A nostalgic musical for retro-pop fans

Jul 29, 2016 5:50 AM

IT'S EASY to accuse Irish director John Carny of making the same film time and again: His favourite boy-meets-girl musical formula was first used in the Dublin-set Once (2007) before he moved it Stateside to New York City in Begin Again (2013).

It now comes full circle with Sing Street, a semi-autobiographical coming-of-age rom-com which takes place in the filmmaker's native home country during the eighties.

But while the plots of Carney's shoe-string budget films might sound similar, each possesses its own charms and the magic lies in their respective soundtracks.

Like the works of Cameron Crowe (Singles, 1992; Almost Famous 2000) and Richard Linklater (Dazed and Confused, 1993; School of Rock, 2003), music plays a big part in shaping Carny's movies; and with nostalgic tracks by Duran Duran, A-Ha, Spandau Ballet and more popping up throughout the film, Sing Street is bound to strike a chord with any eighties pop fan. (The synthesizer-drenched originals penned by veteran songwriter Gary Clark aren't half-bad either and evokes the cheesy New Wave tunes of that era.)

While the film's sugary sweet puppy love story does get a little cloying, the charismatic young cast, led by newcomer Ferdia Walsh-Peelo, does a great job of distracting the audience from that and winning them over with their fresh-faced innocence and conviction instead.

Walsh-Peelo plays Conor, a 14-year-old who is sent to Synge Street public school in inner-city Dublin after his soon-to-be-divorced parents run out of money to afford a proper education for their son.

The constant bullying and mean teachers make life hell for him but the appearance of of a mysterious beauty Raphina (Lucy Boynton) keeps him from skipping classes.

In order to get to know her, Conor lies about being in a band and invites her to make a music video. When Raphina agrees, he puts together a ragtag group which starts off playing Duran Duran covers (badly) before eventually transforming themselves into a pint-sized version of The Commitments.

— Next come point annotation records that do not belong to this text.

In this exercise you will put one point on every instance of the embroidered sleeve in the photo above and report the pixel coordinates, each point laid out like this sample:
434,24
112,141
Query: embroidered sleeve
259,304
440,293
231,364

Credit goes to Conor's elder brother Brendan (Jack Reynor), who steps in to help his younger sibling find his songwriting voice. Though the character is only a supporting one, Brendan turns out to be the heart and soul of the film; and it's no wonder Carny dedicates it "to all brothers" in the closing credits.

An out-and-out crowd pleaser, Sing Street will go down a treat for music lovers but even if you are not one, it will somehow find a way to worm itself into your heart.